Market Capitalization equals the price per share of a company times the number of shares outstanding
Market Capitalization, often shortened as "Market Cap", is the total market value of a company's outstanding shares. Market capitalization is calculated by multiplying the number of shares outstanding (this includes the value of all listed categories of a corporation's stocks - preferred stock, common shares, etc) by the market price per share which is the current value of a company. For example, if a company has 10 million shares, and the current price per share is $10, then the company's market capitalization is (10 million shares x $10), or $100 million.
Market cap is the public market's gauge of how much a company is worth.
You may also see reference to "Mega cap" ($200B or more), "Micro cap" ($50M to $300M) and even "Nano cap" (under $50M).
Examples of Large cap include companies like Google.
For investors it is important to have some knowledge of how different classes behave. In general, the larger the market cap the greater the stability and the lower the risk. In general, large caps are mature companies and small caps are younger, growing companies.
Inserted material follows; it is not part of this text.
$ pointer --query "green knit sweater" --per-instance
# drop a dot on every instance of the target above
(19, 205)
Small caps carry greater risk, but also more upside potential than large caps.
Some mutual funds focus on specific market cap classes and some strive for a mix of different classes.
The market capitalization or size of an industry, or entire stock exchange or entire nations may be calculated.
By the end of 2007 the market cap of the NY Stock Exchange was $15.65 trillion. Including the American SE and NASDAQ the total market cap for the US was $19.92T. The market cap for the entire world was just more than $55T at that time.